Best Practices for Help Documentation

There are some things you should keep in mind when it comes to user research. If you're a newcomer it can be a little daughnting. What should I look out for? How do I uncover insights? How do I spot myself pushing for a scenario?

1. Dig into Documentation Detective Work

I mentioned finding your NSQ earlier—you'll need to work out who you're going to include and where you're going to look to find the answer you're looking for.

Some clues in your help documentation could be found by asking yourself:

  • Which pages or topics get the most views/interaction?
  • Where do users drop off and exit?
  • Which sections generate a never-ending flow of support tickets and which type of customer is sending the most?
  • What areas of your help documentation or Knowledge Base are outdated and need some refreshment?

Setting objectives allows you to focus your research and gather insights that will really make a difference.

2. Choose Your Dream Team

Identify the perfect audience for your research.

Whether it's your current users, potential users, or a mix of both, ensure you're catering to the right crowd. Gathering feedback from diverse user groups will give you a well-rounded perspective.

Going back to my made up NSQ (Are customers finding the documentation about our Permissioning feature helpful?), I'd probably want to find Admins who have acquired the Permissioning feature on their plan in the last 3 months.

3. Feedback Bonanza

Don't settle for just one source of feedback; go wild and collect it from multiple sources.

Surveys, interviews, support tickets, and analytics can all provide valuable insights. By combining different types of feedback, you'll get a complete picture of what users really need.

To make the process easier I'd recommend using a dedicated platform for this. Dovetail, Maze, and Lookback are popular options.

4. Team Up with the Support Squad

Your customer support team is like a treasure trove of knowledge.

They know all the juicy details about what users struggle with and what feedback they have. So, team up with them, export tickets, and dive into the sea of valuable data together. 

 5. Share the Good News (and a Few Surprises)!

Don't keep all the research nuggets to yourself! Share the results of your exploration with your team and stakeholders.

It's all about transparency and letting everyone know why you made those fancy documentation changes.

6. Train Your Team Like a Pro

Your team needs to be in the know. Ensure everyone, from content creators to support staff, knows the research findings and how they should impact their work.

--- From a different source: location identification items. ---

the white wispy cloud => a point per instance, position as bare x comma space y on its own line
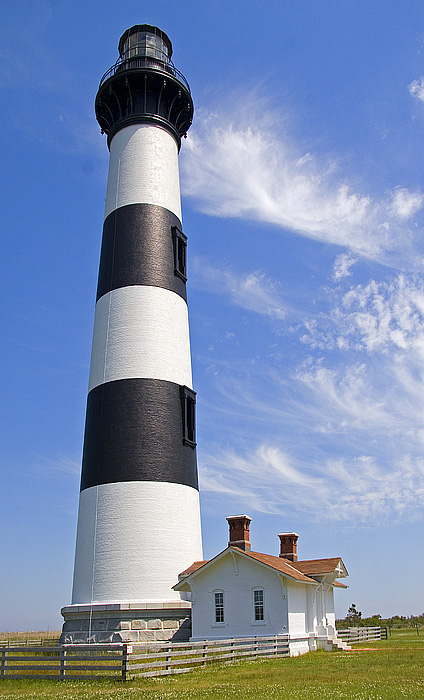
342, 266
247, 167
375, 317
252, 291
416, 88
349, 490
405, 203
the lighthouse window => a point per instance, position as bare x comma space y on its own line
188, 400
180, 253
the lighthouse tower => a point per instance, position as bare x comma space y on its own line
139, 519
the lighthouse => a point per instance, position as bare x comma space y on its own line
139, 516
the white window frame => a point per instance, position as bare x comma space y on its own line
254, 591
216, 607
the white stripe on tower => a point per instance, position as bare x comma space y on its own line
139, 517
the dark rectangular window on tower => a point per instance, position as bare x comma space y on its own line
180, 253
188, 401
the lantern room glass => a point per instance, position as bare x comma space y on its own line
145, 45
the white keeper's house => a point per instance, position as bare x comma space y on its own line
240, 593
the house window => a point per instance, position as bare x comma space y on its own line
188, 402
180, 253
258, 602
219, 606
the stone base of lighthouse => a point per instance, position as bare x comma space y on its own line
126, 622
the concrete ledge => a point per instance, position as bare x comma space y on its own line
126, 622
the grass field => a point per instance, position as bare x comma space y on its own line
386, 670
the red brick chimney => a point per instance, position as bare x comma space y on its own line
288, 545
239, 531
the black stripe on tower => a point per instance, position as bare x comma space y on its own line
140, 247
135, 431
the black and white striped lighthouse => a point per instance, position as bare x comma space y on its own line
139, 518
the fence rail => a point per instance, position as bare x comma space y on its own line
355, 635
28, 642
83, 661
124, 660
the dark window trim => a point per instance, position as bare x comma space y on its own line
179, 242
188, 404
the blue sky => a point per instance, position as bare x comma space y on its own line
303, 200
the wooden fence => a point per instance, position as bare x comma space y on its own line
81, 661
355, 635
44, 642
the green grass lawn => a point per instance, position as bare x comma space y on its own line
394, 671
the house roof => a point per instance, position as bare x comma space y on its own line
339, 584
315, 567
280, 564
301, 571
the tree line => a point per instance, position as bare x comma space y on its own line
354, 619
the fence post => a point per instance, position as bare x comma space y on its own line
3, 663
124, 662
62, 656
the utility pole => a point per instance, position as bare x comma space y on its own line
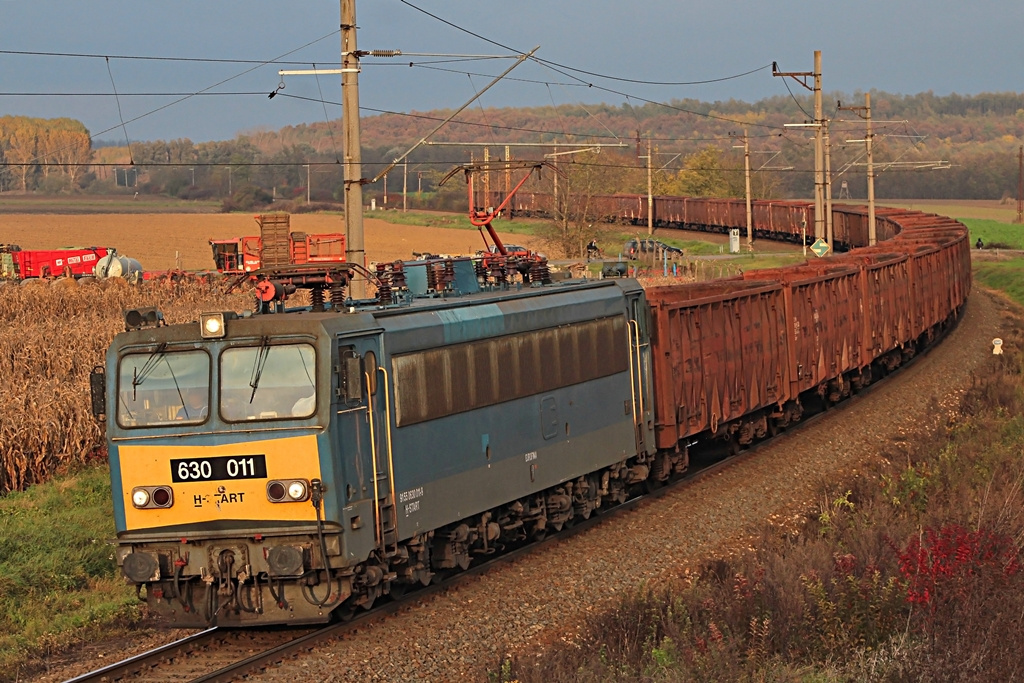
818, 125
1020, 184
827, 152
650, 194
486, 178
865, 111
355, 252
508, 178
747, 177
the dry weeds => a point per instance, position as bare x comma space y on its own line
51, 337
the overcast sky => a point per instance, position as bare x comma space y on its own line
901, 46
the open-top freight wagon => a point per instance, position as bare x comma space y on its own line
278, 467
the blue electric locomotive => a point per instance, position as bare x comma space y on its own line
273, 468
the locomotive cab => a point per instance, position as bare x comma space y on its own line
219, 451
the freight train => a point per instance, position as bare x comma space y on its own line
289, 465
782, 220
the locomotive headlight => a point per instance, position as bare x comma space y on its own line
212, 325
297, 491
288, 491
140, 498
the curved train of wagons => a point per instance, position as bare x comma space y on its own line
275, 467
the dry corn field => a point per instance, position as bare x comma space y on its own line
52, 334
51, 337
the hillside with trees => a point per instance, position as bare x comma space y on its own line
926, 146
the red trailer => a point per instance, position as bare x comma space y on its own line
17, 263
276, 246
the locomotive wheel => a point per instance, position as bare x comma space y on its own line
344, 612
397, 590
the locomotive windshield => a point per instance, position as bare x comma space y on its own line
267, 382
163, 387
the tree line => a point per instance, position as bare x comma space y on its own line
693, 151
42, 154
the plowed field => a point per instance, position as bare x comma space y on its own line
162, 242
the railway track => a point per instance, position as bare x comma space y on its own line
226, 654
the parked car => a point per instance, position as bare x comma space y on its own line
647, 246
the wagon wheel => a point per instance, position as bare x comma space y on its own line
344, 612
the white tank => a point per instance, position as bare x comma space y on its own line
114, 265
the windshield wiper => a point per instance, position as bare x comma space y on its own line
151, 364
261, 355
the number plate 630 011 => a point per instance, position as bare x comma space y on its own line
214, 469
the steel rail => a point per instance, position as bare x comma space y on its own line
148, 658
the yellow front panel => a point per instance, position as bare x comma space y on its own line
292, 458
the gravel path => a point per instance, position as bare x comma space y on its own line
522, 606
542, 599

It's time to train them to deliver a consistently incredible user experience.

Leveraging Your UX Knowledge Base Insights: More Than Just Fancy Data

It's time to get serious once you've gathered all that precious UX Knowledge Base data. Here's how you can make the most out of all those insights to make sure sharing it with the team is worthwhile:

Content Relevance

You've got the feedback; now, use it wisely.

This way, you'll turn your research into actual improvements, not just another dusty report.

Identify what your users really need and prioritize your content updates accordingly. Prioritize the most significant issues and areas for improvement and create a master plan. Who will work on what, and when will they do it? It's time to give the people what they want!

Structural Changes

Shake things up like a master architect!

If users keep searching for the same topics, it might be time to rearrange your documentation. Put those crucial topics front and center so they can't be missed. It's all about making it super intuitive, just like finding the best meme online.

Language and Tone

Speak their language! Dive into those user comments and feedback, and determine the language and tone your audience prefers. Your documentation should be as cool and trendy as the latest slang. Let's keep it real and relatable!

Visual Enhancements

Don't just be a boring wall of text; spice it up!

If important information keeps getting overlooked, let's get visual. Whip out some snazzy infographics or punchy videos to make it more eye-catching and easy to understand. Let's make learning as fun as binge-watching cat videos!

Get Feedback

Don't be shy after making changes to your documentation.

Ask your users for feedback! Did you hit the mark and solve their problems? Or did you accidentally create new challenges? Let them speak up, and YOU listen closely.

Continual Improvements

UX knowledge base research is like an ever-changing dance. Set up a regular schedule for research and documentation updates. This way, you can keep up with those sneaky user needs constantly twisting and turning.

Make Your Help Documentation Seamless With User Research

We've embarked on an epic journey together in the enchanting world of UX Knowledge Base research.

We've covered everything from the perils of neglecting user research, where content creation becomes a wild guessing game, to the magic of user research, which will hopefully transform your documentation into a helpful resource customers will trust time and time again.

Remember—help documentation user research isn't just about collecting fancy data or conducting detective work. It's about making your content not just informative but irresistibly engaging.